97 de l’épithélium. Grâce à cette manœuvre, les particules virales sont adsorbées par les cellules cornéennes et les terminaisons des fibres sensitives intracornéennes (d’origine trigéminale). Des antigènes viraux sont d’ailleurs détectables dans la cornée entre 2 et 8 jours post-inoculation (Crepin et al, Soumis). Après pénétration dans la terminaison des fibres nerveuses, la capside virale remonte le long de l’axone par transport rétrograde, à la vitesse d’au moins 1cm par jour, pour atteindre le noyau des neurones du TG homolatéral où débute un nouveau cycle viral. Des antigènes viraux sont détectables dans le TG dès le 4ème jour post-inoculation (pi), plus en abondance à partir du 6ème jour, puis cela décroit par la suite, preuve de l’entrée en latence du virus. Il existe aussi une réduction de la quantité d’ADN viral entre le 6ème et le 28ème jour, ce qui traduit aussi une réduction, voire une extinction du processus réplicatif. Cette période est aussi caractérisée par une augmentation de la quantité des LAT (Crepin et al, Soumis). Cependant, selon la souche virale utilisée, il peut persister au 28ème jour post-infection certains marqueurs de la réplication virale, notamment des ARN messagers codant des protéines virales précoces, voire tardives. Ces données concourent d’ailleurs à remettre en question la réalité d’une extinction complète de la réplication virale, donc d’un réel état d’infection latente, dans le modèle CS au 28ème jour post-inoculation, en particulier avec des souches virales comme KOS (Crepin et al, Soumis). Le modèle CS ne paraît donc pas le plus adapté pour avoir une idée précise de ce qu’il se passe réellement chez l’homme où les analyses de ganglion trigéminé post-mortem ont essentiellement retrouvé du l’ADN viral et des LAT, sans expression de transcrits codant pour des protéines virales (Mitchell et al, 2003). D’une façon plus générale d’ailleurs, une des principales limites des modèles animaux est la difficulté à reproduire ce qu’il se passe réellement chez l’homme. En particulier, de nombreux isolats cliniques de HSV-1 sont extrêmement neurovirulents et labiles lorsqu’ils sont inoculés chez l’animal, ou à l’inverse sont non pathogènes. Finalement, le nombre de souches de HSV-1 potentiellement à disposition en expérimentation animale courante est de l’ordre d’une quinzaine, ce qui est relativement faible si l’on compare à la diversité des génotypes réellement rencontrés chez l’homme.
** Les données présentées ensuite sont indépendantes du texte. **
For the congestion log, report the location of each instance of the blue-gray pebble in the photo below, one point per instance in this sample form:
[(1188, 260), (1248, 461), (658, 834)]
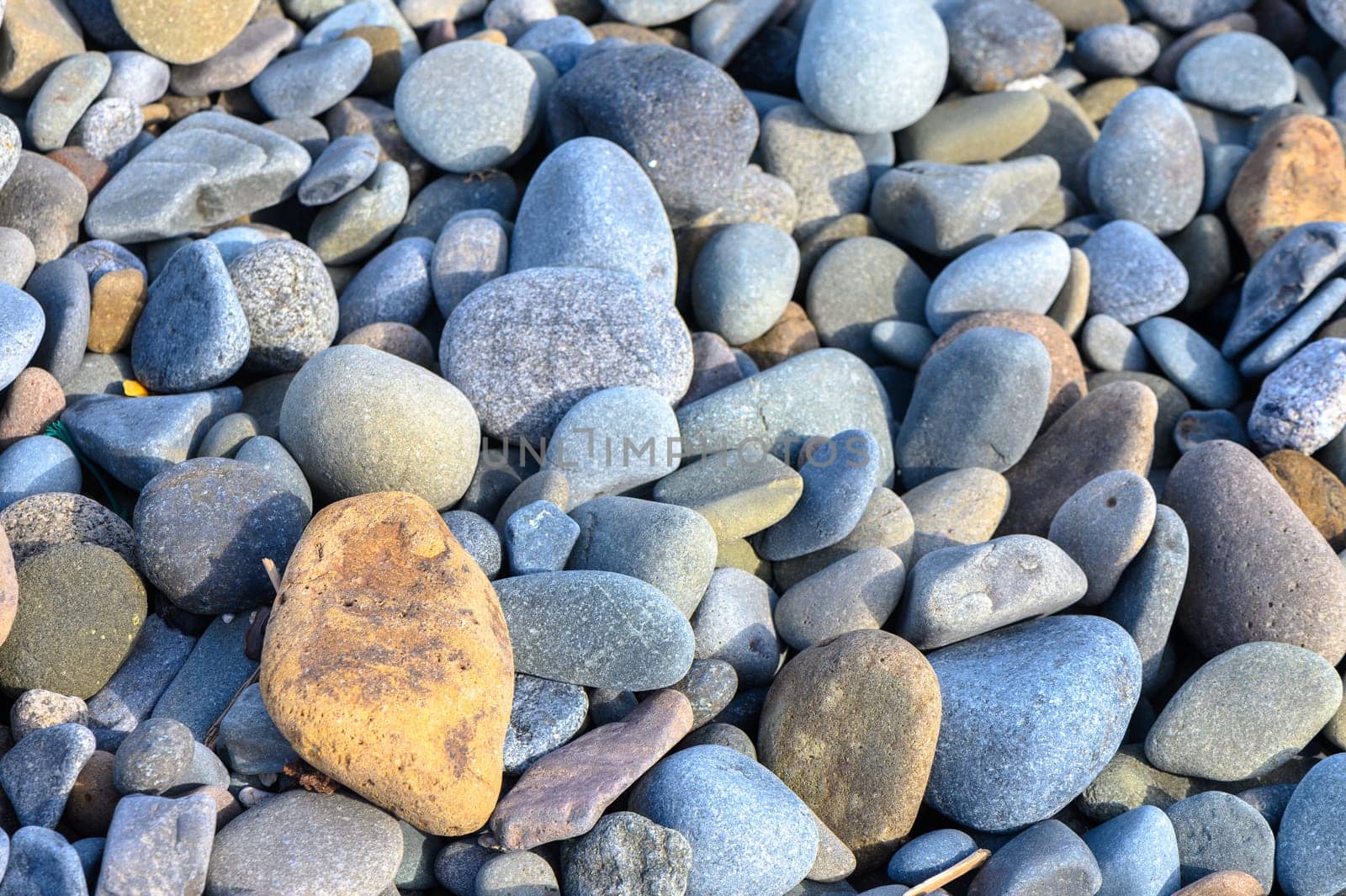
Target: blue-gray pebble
[(1000, 761), (749, 832), (193, 332)]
Afin de disposer d’un modèle animal qui soit en mesure de reproduire un peu plus fidèlement la maladie herpétique telle qu’observée chez l'être humain, notre équipe a caractérisé dans les années 2000 un nouveau modèle murin dit « oro-oculaire » (Labetoulle et al, 2000, Son nom est lié au fait que la primo-infection est réalisée dans la lèvre (pour se rapprocher du principal site de primo-infection chez l’homme (Liesegang et al, 1989)), et qu’elle entraine rapidement une infection herpétique aiguë de l’iris et de la cornée de l’œil

98 homolatéral, avant d’induire une infection latente dans les ganglions trigéminés, les ganglions cervicaux supérieurs, la moelle, le noyau moteur facial (Labetoulle et al, 2003), autant de localisations décrites chez l’homme comme sites de latence herpétique (Mitchell et al, 2003). Même si l’infection oculaire chez l’homme n’est quasiment jamais concomitante de la primo-infection, mais plutôt retardée de quelques années (Liesegang et al, 1989), ce modèle murin reproduit en de nombreux points chez la souris les voie de propagation du virus dans le système nerveux, depuis le site de primo-infection le plus fréquent (les voies oro-pharyngées) jusqu’aux principaux sites de latence observés chez l’homme. Pour toutes ces raisons, nous avons privilégié l’utilisation de ce modèle pour nos travaux plutôt que celui de la scarification cornéenne.